Arah Kebijakan sektor perbankan tahun 2023 (bisa multiyears):

  1. Penguatan Organisasi dan SDM serta proses pengawasan OJK yang didukung oleh supervisory technology.
  2. Penguatan pengawasan dan perizinan yang terintegrasi.
  3. Pemenuhan Batas Minimum Modal Inti Bank sesuai POJK  Konsolidasi (minimum Rp3T)
  4. Penguatan dan Konsolidasi Bank bagi BUK, BUS (khususnya BPD) dan BPR/BPRs.
  5. Kebijakan normalisasi paska berakhirnya stimulus COVID.
  6. Penguatan tata kelola dan efisiensi Bank termasuk dukungan pengembangan kualitas SDM.
  7. Penguatan integritas IJK melalui penerapan  strategi anti fraud dan APU PPT.
  8. Inovasi produk & pendalaman pasar sistem keuangan serta  digitalisasi Bank yang mencakup ketahanan teknologi  digital Bank (digital resilience).
  9. Pengembangan    perbankan    Syariah    melalui    konsolidasi dan sinergi perbankan syariah dengan ekosistem ekonomi Syariah dan penguatan tata kelola dan integritas perbankan syariah.
  10. Pengkajian struktur pasar keuangan Perbankan Indonesia dan penggunaan uji kebutuhan ekonomi (economic need test).
  11. Pengembangan dan dukungan terhadap Sustainable Finance.

Menurut Dian, sebagian arah kebijakan tersebut sudah mulai diimplementasikan sejak saat ini, khususnya dalam merespon kebijakan saat pandemi.
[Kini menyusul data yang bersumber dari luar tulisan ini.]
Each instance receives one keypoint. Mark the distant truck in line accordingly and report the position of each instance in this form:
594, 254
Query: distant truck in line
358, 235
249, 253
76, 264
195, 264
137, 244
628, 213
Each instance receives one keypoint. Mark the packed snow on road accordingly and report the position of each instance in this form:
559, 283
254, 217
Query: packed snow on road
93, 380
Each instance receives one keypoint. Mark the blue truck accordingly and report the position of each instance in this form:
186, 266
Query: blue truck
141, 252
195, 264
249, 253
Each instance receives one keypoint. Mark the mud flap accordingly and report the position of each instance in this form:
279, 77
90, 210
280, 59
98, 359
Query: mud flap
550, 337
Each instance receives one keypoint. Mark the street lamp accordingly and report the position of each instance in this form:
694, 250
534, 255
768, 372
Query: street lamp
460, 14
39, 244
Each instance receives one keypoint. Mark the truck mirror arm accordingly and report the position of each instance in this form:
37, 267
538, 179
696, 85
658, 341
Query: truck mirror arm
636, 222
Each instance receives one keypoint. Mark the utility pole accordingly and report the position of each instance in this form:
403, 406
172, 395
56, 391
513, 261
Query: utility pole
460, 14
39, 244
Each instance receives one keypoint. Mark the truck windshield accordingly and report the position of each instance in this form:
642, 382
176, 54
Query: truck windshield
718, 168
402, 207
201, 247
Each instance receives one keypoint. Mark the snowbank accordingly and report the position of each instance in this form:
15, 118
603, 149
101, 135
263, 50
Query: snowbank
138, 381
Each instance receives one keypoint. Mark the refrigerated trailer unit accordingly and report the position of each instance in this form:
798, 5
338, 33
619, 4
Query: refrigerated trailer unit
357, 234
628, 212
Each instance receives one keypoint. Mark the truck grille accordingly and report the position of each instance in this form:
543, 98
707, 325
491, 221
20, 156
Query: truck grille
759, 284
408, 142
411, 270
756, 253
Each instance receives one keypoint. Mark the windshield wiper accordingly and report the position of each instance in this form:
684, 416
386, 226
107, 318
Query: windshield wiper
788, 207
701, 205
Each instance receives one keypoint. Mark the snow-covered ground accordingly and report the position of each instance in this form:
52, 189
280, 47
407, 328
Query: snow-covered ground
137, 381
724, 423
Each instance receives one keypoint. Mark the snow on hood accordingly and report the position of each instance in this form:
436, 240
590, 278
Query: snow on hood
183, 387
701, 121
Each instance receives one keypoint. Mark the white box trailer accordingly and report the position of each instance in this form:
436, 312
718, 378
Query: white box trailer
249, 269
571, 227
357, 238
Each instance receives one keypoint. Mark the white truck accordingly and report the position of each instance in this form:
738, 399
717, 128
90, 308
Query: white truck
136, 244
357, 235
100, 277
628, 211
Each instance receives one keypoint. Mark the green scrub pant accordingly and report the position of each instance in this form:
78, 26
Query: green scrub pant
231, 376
Akhir bulan November lalu, OJK telah menerbitkan kebijakan perpanjangan restrukturisasi kredit dan pembiayaan secara targeted. 

Kebijakan ini akan mendukung segmen, sektor, industri dan daerah tertentu (targeted) dengan periode restrukturisasi kredit atau pembiayaan tambahan selama 1 tahun sampai 31 Maret 2024 dengan cakupan: segmen UMKM yang mencakup seluruh sektor; sektor penyediaan akomodasi dan makan-minum; dan beberapa industri yang menyediakan lapangan kerja besar, yaitu industri tekstil dan produk tekstil (TPT) serta industri alas kaki.

“Kebijakan ini dilakukan secara terintegrasi dan berlaku bagi perbankan dan perusahaan pembiayaan," kata Dian.

Sementara itu, kebijakan restrukturisasi kredit atau pembiayaan yang ada dan bersifat menyeluruh dalam rangka pandemi COVID-19 masih berlaku sampai Maret 2023. Lembaga Jasa Keuangan (LJK) dan pelaku usaha yang masih membutuhkan kebijakan tersebut, dapat menggunakan kebijakan dimaksud sampai dengan Maret 2023 dan akan tetap berlaku sampai dengan berakhirnya perjanjian kredit/pembiayaan antara LJK dengan debitur.